@Walter Hinteler,
That's a lot of presidents.
The fact is the the EU still remains somewhare between a loose assemblage of sovereign, independent states and a real union with a supreme central government. Moreover the passage of time and the growing body of administrative law and treaty policy tend, in my perception, to make the final resolution of this central issue of governance ever more difficult and unlikely.
It's also likely that this persistent ambiguity has so far been a net gain or benefit for the European project, because it permitted steady gains in the development of ever more pervasive common policies and practices, without requiring a final resolution of the rather intractable central issue of central governance. However that may not last much longer. there appear to be growing strains among some members regarding the rising cost of of the European bureaucracy and a parliament without real legislative legitimacy and dominant power. In addition the economic dominance of Germany; the North-South economic divide; and the politically motivated concentrations of many EU subsidies remaing sources of some fractious struggles.
That said the union has survived these and other serious strains over the past decade, a period which included a serious worldwide economic recession and continuing anxieties over Europe's growing dependence on increasingly unrelaible Russian supplies of gas and petroleum.

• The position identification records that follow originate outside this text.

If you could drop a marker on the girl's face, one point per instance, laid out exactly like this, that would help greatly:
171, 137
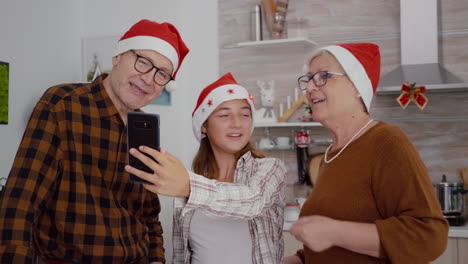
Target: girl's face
229, 126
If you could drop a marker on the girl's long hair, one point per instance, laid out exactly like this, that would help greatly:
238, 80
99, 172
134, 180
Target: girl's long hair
205, 164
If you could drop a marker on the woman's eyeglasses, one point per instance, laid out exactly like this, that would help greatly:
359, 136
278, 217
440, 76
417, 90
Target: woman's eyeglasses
319, 78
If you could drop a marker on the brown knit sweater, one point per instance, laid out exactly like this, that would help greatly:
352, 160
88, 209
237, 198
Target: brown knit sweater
380, 178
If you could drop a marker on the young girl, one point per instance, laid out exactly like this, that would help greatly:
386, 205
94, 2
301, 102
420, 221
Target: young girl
234, 212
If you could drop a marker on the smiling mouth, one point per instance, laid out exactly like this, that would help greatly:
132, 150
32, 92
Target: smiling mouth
315, 101
138, 90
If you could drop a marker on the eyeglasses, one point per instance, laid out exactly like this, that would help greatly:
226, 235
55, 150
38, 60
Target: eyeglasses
144, 65
319, 78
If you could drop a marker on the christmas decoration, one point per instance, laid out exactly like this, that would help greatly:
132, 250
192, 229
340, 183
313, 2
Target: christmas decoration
411, 92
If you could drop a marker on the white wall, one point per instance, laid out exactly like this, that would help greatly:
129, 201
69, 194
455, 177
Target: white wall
42, 42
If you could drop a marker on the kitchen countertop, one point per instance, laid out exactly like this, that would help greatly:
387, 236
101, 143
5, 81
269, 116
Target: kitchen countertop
454, 231
459, 231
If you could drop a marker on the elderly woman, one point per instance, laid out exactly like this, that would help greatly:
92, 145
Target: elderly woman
373, 201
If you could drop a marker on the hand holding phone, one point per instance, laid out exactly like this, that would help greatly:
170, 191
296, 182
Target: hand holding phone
142, 130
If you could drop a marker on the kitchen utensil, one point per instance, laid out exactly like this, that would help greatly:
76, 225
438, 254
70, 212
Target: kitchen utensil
464, 175
451, 198
256, 23
282, 141
266, 143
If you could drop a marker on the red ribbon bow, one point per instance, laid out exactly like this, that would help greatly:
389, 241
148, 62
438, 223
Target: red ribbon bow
412, 93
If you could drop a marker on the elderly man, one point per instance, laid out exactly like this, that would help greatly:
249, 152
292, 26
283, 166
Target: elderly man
68, 198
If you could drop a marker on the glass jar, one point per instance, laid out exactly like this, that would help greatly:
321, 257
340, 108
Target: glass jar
298, 27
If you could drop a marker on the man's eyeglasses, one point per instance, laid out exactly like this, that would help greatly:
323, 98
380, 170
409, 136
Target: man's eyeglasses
319, 78
144, 65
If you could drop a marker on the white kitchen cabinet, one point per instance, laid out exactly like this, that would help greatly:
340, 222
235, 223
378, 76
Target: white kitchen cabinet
450, 256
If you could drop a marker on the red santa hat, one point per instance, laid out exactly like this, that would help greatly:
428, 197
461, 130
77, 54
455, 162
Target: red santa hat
160, 37
361, 62
224, 89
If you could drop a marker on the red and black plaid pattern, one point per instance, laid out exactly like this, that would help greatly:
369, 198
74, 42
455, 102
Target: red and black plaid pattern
67, 196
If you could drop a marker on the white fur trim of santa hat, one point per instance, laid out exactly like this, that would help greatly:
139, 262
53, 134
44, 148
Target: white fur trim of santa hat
151, 43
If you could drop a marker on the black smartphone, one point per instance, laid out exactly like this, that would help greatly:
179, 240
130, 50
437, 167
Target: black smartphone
142, 130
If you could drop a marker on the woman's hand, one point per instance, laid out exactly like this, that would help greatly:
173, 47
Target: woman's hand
319, 233
316, 232
170, 176
292, 260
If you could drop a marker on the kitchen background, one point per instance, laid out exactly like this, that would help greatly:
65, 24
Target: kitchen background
42, 41
439, 132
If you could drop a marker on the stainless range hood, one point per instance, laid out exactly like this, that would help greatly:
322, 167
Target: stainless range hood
419, 51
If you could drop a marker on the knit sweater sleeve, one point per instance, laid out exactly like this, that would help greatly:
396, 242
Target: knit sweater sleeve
413, 229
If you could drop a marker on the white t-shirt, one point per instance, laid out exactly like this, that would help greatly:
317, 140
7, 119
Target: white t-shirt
216, 239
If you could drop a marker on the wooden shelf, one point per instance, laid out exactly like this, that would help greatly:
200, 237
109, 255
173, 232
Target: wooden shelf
292, 43
288, 124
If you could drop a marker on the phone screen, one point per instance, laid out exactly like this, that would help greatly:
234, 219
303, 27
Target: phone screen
142, 130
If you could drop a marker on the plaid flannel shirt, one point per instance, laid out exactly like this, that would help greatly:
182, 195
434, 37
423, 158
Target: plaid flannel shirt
67, 196
257, 195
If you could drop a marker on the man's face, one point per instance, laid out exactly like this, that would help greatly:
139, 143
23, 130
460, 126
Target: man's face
131, 89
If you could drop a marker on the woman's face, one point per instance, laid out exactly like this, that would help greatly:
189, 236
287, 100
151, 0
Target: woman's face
338, 97
229, 126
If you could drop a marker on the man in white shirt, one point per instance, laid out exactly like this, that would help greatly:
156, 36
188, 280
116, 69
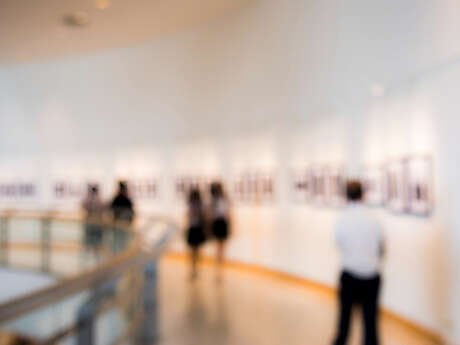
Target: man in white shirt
360, 240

Meanwhile the continuing demographic decline of Europe and the large, restless, and conflict-torn populations to the south pose a continuing external threat and ongoing immigratin problem. In any event all this remains an interesting issue in my perceptions.
The United States faces equally interesting and somewhat analogous issues in these areas, though in most cases less intense. Unfortunately for us, our current government is even more inept than those in Europe in dealing with them.